Aber was ist mit den Nachbarn? Vielleicht würden die die Musik nicht mögen und sich gar belästigt fühlen, ob der „Ruhestörung“? Wir sind ja „neu“ im Dorf und kennen noch lange nicht alle Nachbarn und somit nahm ich das Fest als willkommene Möglichkeit, uns vorzustellen. Ich verteilte Zettel in den Briefkästen mit dem Hinweis, dass es „etwas lauter“ werden könnte und einer herzlichen Einladung – in der Annahme, dass sowieso kaum einer kommt. Tja, was soll ich sagen? Die Resonanz war gewaltig und die Rückmeldequote lag bei rund 90%! Ganz viele sagten zu und selbst die, die nicht kommen konnten, meldeten sich mit freundlichen Worten! Toll! Und irgendwie bereue ich es schon, dass ich tatsächlich ein paar wenige Häuser ganz am anderen Ende des Dorfes nicht mit Einladungen bemustert habe – liebe Nachbarn, das holen wir nach!

Platz war also da, Klaus aus Weissenportz lieferte mir Getränke, eine Kühltruhe, Brauereigarnituren und zwei Pavilions, die wir für einen kurzen Schauer aufbauten – ansonsten war das Wetter einfach perfekt! Der Großteil der Nachbarn stand überpünktlich vor der Tür und auch meine Freunde und alten Nachbarn aus Köln erreichten zeitig unser kleines Dorf, das also nun voll mit Autos und besonders Rennrädern war. Rund 60 Gäste hatten sich auf unserem Grundstück eingefunden.

Meike hatte ein (sehr, sehr üppiges und unfassbar leckeres) Buffet gezaubert, alle fühlten sich sichtlich wohl und genossen den Tag und gute Gespräche. Ich hatte so einiges an tollen Mitbringseln entgegen zu nehmen, freute mich wie Bolle über die vielen freundlichen Gesichter und dann ging es -mit einer kleinen Verspätung- los: das vielleicht großartigste Geschenk, das ich jemals bekommen habe: ein Privatkonzert mit Mark Gillespie!

Mark kam schon früh aus Gießen, dort hatte er morgens ein Konzert mit Peter Herrmann und Tess Wiley gespielt.
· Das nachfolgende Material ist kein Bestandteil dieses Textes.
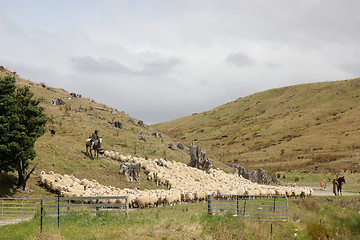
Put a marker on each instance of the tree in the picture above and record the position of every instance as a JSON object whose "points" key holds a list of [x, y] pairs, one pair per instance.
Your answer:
{"points": [[22, 122]]}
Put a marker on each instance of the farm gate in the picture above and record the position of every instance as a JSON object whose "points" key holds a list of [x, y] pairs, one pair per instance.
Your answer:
{"points": [[257, 208], [13, 210], [52, 208]]}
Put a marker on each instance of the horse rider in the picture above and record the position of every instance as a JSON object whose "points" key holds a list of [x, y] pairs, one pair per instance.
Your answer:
{"points": [[94, 137]]}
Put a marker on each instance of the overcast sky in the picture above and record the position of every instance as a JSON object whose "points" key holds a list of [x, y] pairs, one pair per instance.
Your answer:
{"points": [[159, 60]]}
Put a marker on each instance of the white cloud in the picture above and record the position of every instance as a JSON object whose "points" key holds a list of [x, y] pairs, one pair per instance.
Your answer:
{"points": [[172, 58]]}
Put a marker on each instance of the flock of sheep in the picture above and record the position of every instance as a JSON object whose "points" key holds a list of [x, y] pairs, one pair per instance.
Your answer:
{"points": [[184, 184]]}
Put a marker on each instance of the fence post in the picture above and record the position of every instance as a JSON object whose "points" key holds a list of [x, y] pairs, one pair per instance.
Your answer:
{"points": [[22, 209], [209, 204], [237, 205], [287, 210], [41, 215], [244, 208], [97, 206], [127, 206], [58, 212]]}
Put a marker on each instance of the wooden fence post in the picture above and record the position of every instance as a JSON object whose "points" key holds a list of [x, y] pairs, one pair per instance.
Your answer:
{"points": [[209, 198], [41, 215], [58, 212]]}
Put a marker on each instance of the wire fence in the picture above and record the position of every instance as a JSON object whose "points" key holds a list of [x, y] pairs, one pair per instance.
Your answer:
{"points": [[13, 210], [256, 208]]}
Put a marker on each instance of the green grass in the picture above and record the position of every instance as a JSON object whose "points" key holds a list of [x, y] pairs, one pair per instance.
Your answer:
{"points": [[296, 127], [311, 218]]}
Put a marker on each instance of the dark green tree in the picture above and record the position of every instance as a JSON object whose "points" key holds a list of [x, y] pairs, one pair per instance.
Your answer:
{"points": [[22, 122]]}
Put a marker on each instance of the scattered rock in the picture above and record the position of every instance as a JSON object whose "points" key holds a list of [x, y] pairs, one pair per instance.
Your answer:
{"points": [[198, 159], [131, 170], [58, 101]]}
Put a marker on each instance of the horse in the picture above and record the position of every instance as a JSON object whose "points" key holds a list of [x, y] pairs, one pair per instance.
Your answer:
{"points": [[337, 185], [96, 147]]}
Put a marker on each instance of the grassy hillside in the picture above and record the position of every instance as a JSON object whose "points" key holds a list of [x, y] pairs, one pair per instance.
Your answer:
{"points": [[74, 122], [297, 127]]}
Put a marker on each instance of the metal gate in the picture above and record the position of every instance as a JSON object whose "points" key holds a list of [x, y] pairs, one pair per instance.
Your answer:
{"points": [[258, 208], [13, 210]]}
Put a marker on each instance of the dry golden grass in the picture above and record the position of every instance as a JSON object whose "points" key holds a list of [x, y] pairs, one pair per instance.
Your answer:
{"points": [[301, 126]]}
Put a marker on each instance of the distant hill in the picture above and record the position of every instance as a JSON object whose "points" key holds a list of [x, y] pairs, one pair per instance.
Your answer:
{"points": [[73, 123], [307, 126]]}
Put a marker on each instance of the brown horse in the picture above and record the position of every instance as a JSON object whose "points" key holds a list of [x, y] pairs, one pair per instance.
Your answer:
{"points": [[96, 147], [337, 185]]}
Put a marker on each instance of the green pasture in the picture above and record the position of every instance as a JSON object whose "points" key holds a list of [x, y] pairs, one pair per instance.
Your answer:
{"points": [[310, 218]]}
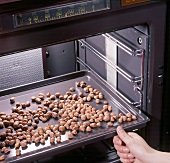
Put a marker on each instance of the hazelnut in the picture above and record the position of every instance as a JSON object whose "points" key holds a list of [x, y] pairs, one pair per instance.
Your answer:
{"points": [[42, 141], [17, 145], [110, 124], [2, 157], [33, 98], [88, 129], [1, 125], [48, 94], [72, 89], [98, 101], [109, 108], [61, 128], [129, 115], [17, 104], [120, 120], [74, 132], [52, 97], [58, 139], [27, 104], [12, 100], [57, 94], [134, 117], [70, 135], [18, 152], [38, 100], [78, 84], [52, 140], [124, 118], [82, 128], [105, 102]]}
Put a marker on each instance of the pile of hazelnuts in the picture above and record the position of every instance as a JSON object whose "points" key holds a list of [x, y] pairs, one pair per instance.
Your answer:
{"points": [[72, 112]]}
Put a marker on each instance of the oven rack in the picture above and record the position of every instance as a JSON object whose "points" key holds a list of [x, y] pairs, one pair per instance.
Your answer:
{"points": [[119, 94]]}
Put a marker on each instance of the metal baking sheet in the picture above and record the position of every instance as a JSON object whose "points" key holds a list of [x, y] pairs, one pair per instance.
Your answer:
{"points": [[62, 84]]}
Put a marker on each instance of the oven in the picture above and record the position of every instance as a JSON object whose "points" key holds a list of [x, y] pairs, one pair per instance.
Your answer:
{"points": [[114, 47]]}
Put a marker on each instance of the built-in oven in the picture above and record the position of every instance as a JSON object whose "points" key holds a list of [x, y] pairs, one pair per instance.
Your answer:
{"points": [[72, 71]]}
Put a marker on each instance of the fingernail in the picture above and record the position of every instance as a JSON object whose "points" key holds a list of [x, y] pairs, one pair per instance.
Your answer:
{"points": [[126, 150], [120, 129], [118, 142], [130, 156]]}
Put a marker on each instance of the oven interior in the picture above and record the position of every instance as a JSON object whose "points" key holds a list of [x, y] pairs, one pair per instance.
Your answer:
{"points": [[119, 57]]}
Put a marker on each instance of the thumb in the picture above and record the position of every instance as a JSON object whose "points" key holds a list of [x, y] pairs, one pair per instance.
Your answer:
{"points": [[123, 135]]}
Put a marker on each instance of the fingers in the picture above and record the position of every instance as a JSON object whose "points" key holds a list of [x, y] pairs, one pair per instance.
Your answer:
{"points": [[122, 149], [124, 136], [117, 140], [125, 155], [127, 160]]}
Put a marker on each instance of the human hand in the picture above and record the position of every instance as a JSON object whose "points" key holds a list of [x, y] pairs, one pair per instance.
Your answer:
{"points": [[131, 147]]}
Das war tatsächlich sein erster Auftritt seit März gewesen und es hieß nicht nur, dass er seitdem keine Einnahmen hatte, sondern auch, dass seine Stimme reichlich untrainiert war. Das meinte er zumindest – ich habe davon recht wenig vernommen und ich kenne seine Musik nun wirklich sehr gut (ich musste ihm gar bei ein paar Textzeilen helfen 😉 ).

Nach einer epischen Anmoderation durch mich (ich erzählte, wie ich Mark kennengelernt habe und einiges mehr und -ja!- ich hab das wohl ein bisschen zu ausführlich gemacht, but anyway: mein Fest – meine epische Anmoderation 😉 ) ging es los. Ich genoss mit einem kühlen Getränk meinen Platz in der ersten Reihe und war gespannt, welche Songs er spielen würde (Mark spielt sowohl Coversongs, als auch seine eigenen Stücke), ich halte einige seiner älteren Nummern für absolute Top Hits! Er fühlte sich anfangs sichtlich unsicher, zum einen, weil er wohl dachte, er müsse mir mit der Songauswahl irgendwelche Gefallen tun (ich zahlte ihn ja schließlich) und zum anderen, weil ein Partypublikum für einen Musiker immer schwierig ist und er oft gegen Gespräche, Gläserklirren und Kindergeschrei ankämpfen muss. Ich machte ihm unmissverständlich klar: das ist Dein Konzert und Du spielst was Du willst und wie lange Du willst!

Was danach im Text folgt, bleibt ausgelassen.